El poema es mucho más extenso que los pobres versos antes citados y describe al amor desde dos dimensiones, desde la carnal o física, y desde la inmaterial o del alma. En el poema, el par de amantes se dan cita en el campo dejando a sus cuerpos fijos como estatuas, mientras que sus almas se elevan y gozan juntas.
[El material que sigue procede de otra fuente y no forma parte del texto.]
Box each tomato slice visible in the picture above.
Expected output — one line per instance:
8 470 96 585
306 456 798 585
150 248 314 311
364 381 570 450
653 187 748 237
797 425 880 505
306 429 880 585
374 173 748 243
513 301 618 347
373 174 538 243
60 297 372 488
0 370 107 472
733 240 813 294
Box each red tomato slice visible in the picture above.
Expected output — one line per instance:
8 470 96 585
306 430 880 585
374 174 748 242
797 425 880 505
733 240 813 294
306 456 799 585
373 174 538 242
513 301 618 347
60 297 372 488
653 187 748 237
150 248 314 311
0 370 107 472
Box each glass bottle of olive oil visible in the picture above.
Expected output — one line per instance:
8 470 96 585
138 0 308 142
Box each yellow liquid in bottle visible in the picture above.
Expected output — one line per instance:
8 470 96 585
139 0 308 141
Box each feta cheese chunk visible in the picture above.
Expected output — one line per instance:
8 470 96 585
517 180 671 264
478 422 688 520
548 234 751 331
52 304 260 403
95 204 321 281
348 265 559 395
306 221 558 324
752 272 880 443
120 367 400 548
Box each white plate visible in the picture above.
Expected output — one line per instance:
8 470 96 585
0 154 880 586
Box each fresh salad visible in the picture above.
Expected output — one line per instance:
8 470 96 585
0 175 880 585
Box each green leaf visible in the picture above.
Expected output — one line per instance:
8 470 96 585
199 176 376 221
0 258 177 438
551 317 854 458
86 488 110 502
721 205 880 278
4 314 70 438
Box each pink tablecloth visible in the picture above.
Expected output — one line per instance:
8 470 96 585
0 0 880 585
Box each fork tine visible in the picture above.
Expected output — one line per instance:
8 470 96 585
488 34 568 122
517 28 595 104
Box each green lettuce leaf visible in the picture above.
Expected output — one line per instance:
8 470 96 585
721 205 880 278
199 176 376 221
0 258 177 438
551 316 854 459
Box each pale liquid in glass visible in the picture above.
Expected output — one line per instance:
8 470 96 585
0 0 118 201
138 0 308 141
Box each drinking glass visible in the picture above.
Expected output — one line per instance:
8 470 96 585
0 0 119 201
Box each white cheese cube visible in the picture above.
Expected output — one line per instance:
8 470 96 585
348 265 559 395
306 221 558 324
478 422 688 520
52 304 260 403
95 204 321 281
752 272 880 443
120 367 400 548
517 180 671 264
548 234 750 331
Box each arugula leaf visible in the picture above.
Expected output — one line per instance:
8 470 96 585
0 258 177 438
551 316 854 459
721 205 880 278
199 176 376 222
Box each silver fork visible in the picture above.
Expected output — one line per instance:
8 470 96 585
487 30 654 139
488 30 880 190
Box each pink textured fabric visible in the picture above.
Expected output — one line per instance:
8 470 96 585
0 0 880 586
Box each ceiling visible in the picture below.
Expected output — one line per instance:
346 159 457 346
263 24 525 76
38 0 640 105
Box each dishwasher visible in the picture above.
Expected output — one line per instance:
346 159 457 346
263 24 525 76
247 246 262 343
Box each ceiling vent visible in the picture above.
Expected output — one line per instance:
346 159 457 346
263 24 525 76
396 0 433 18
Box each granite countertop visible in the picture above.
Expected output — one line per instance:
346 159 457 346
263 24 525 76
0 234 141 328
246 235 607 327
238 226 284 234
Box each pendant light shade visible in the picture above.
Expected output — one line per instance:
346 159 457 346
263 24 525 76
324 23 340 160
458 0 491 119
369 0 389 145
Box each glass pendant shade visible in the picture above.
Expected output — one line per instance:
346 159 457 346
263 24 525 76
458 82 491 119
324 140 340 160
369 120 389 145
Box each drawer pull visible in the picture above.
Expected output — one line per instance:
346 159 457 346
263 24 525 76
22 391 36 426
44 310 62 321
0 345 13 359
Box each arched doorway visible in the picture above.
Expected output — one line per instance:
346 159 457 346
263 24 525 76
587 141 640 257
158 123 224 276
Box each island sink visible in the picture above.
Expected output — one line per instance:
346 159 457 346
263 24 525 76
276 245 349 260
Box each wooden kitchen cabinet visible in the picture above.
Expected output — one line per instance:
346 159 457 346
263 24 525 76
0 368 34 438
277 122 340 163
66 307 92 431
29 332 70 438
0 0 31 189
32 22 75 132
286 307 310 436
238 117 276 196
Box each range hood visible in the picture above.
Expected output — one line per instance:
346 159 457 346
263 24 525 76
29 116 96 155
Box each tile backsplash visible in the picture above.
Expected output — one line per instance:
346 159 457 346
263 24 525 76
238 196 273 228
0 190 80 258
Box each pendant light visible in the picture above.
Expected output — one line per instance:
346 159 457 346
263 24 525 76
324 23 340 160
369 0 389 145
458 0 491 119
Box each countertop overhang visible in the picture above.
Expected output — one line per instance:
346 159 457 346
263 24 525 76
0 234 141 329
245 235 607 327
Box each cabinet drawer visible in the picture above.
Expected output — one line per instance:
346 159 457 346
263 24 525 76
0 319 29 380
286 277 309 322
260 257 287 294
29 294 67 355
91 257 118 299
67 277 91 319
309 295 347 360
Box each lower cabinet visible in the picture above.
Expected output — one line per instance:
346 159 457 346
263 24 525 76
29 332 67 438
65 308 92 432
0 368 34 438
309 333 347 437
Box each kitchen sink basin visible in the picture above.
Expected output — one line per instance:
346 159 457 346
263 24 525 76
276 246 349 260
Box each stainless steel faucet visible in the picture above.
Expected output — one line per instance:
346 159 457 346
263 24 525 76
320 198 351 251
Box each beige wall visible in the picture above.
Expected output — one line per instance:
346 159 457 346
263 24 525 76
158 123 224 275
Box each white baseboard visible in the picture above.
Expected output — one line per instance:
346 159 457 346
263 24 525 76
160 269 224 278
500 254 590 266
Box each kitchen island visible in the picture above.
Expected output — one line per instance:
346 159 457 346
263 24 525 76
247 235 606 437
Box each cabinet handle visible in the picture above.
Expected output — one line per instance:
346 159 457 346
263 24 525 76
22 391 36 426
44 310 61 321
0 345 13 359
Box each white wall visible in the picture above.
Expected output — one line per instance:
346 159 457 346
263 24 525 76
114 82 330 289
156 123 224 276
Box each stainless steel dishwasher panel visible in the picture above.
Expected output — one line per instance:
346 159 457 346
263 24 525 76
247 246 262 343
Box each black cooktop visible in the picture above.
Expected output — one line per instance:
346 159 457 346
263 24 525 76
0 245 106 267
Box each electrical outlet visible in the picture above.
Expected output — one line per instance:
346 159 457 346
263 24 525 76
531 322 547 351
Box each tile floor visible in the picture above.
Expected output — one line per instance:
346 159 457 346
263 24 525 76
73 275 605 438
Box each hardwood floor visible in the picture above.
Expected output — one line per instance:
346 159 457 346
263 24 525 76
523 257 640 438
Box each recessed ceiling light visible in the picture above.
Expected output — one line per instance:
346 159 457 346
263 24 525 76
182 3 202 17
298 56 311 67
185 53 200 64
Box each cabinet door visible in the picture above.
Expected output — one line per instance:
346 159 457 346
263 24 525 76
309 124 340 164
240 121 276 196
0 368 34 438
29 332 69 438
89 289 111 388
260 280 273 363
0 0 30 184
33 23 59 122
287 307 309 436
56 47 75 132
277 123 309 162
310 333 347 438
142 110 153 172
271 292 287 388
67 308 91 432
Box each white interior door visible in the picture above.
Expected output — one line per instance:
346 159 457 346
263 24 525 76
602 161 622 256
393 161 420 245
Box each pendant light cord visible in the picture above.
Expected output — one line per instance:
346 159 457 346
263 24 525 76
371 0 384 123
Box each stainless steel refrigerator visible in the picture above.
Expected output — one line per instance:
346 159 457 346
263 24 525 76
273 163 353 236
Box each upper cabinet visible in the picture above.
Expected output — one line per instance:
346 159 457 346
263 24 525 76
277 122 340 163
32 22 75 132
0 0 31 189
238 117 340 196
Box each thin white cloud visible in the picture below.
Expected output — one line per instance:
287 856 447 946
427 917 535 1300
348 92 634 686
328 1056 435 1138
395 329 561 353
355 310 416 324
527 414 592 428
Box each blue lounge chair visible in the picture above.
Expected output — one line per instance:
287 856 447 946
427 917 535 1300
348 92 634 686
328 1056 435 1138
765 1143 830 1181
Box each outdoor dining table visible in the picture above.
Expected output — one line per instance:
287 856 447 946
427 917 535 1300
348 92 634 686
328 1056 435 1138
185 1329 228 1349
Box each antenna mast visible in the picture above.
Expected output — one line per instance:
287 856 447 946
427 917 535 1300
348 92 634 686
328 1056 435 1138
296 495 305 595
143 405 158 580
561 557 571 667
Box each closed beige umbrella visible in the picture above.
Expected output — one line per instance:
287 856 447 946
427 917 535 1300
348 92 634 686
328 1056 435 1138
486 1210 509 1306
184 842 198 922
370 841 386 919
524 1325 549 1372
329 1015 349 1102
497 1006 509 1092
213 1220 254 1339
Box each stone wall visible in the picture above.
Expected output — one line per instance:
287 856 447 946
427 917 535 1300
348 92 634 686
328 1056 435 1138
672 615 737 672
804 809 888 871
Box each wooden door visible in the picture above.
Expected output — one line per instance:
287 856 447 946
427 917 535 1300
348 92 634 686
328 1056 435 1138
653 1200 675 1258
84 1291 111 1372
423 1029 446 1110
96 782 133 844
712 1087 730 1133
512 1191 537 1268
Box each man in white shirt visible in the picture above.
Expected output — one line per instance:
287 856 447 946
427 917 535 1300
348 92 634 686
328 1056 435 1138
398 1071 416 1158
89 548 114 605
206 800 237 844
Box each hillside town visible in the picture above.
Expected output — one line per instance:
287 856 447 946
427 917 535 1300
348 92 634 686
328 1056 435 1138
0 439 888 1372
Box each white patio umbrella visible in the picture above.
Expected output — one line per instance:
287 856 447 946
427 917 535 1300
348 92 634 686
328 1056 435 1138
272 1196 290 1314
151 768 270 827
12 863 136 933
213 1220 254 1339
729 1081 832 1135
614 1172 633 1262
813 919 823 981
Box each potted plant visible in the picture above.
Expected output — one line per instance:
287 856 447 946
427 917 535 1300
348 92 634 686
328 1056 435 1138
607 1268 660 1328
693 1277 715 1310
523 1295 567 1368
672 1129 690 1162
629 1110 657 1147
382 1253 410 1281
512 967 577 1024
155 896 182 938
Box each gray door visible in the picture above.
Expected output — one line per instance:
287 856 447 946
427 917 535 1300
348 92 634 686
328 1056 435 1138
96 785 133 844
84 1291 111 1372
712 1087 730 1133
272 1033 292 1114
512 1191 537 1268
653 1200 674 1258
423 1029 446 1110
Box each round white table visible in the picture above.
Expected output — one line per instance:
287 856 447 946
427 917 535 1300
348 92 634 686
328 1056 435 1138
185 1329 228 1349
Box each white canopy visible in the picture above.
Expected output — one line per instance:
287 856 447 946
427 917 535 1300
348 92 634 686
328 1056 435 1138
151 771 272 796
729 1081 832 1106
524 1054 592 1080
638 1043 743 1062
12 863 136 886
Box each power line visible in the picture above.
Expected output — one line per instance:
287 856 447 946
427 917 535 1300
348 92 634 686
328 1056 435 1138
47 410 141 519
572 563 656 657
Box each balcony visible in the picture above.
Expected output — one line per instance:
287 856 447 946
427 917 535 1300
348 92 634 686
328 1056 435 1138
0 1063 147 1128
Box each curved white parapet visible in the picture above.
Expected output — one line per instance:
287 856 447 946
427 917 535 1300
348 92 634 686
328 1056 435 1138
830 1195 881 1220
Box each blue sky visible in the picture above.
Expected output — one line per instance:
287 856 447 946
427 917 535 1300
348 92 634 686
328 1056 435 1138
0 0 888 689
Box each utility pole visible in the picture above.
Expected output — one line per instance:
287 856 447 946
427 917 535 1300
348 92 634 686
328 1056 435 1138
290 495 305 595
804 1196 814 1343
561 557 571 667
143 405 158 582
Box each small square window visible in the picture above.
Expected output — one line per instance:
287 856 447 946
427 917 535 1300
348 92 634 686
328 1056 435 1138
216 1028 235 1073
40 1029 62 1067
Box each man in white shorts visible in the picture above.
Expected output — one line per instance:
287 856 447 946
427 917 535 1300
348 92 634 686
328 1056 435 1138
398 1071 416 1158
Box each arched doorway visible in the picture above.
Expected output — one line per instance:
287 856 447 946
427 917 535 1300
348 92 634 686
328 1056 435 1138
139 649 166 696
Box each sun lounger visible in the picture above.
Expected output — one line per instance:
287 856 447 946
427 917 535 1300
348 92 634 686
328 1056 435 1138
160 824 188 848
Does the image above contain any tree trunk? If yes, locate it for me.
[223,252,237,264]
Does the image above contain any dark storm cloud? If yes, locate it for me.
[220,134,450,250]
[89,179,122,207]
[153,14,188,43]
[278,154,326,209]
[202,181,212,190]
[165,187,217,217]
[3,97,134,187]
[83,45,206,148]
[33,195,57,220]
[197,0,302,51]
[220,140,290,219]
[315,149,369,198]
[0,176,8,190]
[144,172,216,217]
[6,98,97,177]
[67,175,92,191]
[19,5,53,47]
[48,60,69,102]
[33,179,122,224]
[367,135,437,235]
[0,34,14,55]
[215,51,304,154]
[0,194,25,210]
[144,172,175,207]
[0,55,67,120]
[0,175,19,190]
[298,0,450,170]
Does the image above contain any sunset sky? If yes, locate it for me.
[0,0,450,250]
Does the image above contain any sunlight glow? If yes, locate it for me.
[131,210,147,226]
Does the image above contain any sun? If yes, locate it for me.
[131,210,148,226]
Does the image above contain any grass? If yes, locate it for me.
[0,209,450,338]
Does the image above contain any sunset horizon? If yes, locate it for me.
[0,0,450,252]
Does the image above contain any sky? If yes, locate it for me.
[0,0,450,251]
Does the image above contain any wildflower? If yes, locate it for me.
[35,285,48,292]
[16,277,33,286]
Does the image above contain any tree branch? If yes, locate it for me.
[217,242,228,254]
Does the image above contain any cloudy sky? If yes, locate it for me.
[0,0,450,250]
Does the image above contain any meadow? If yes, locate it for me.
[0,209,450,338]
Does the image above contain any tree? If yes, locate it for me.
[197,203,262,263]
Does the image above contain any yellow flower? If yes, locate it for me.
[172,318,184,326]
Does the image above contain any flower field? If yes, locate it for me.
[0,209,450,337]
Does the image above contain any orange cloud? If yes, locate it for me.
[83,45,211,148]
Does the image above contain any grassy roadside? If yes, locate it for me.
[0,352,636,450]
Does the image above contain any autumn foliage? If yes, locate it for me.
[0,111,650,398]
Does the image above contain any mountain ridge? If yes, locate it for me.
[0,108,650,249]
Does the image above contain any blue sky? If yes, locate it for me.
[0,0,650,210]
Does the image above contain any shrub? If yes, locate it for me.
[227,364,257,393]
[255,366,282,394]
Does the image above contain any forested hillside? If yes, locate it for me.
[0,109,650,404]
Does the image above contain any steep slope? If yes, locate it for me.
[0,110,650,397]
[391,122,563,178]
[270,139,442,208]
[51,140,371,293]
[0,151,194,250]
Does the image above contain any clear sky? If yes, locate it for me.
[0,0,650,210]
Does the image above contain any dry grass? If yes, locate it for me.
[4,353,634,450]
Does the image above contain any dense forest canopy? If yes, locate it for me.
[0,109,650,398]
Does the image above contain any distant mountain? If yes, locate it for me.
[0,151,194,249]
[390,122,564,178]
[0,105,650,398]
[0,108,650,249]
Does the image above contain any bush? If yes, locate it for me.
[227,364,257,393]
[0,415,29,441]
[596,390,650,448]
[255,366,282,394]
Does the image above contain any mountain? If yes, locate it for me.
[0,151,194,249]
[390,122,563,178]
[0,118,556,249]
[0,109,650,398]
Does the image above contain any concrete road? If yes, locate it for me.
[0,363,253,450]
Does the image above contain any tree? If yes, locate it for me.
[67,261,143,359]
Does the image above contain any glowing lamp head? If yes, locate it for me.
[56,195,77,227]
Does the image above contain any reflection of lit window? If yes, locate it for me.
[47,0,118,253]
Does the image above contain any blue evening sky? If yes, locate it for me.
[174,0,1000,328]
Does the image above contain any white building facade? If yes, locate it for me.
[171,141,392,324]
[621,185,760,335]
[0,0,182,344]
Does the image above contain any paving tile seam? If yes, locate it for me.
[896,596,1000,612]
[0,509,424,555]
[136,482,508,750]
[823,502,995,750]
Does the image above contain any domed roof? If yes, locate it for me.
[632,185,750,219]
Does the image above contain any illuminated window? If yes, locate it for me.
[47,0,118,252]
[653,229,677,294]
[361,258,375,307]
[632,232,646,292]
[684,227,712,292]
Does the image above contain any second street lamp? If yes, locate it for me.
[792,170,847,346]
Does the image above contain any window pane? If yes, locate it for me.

El poema de Donne, como muchos otros que nos dejó, es un precedente del romanticismo del siglo XIX. Pensando en las “Meditaciones” y en el “Éxtasis” nos encontramos con que Donne concibe al ser humano como una entidad dual cuya cima más elevada es la del amor. Muerta Anne, nuestro poeta se entregó a una vida de silencio y oración, estando entre sus últimos versos los siguientes: «Desde que la que amé pagó su deuda a la ley natural, y el bien mío ha muerto, y su alma voló al cielo arrebatada, mi mente sólo está en cosas del cielo.» La enfermedad nos llega, el amor se nos escapa, nuestra reclusión es imaginaria.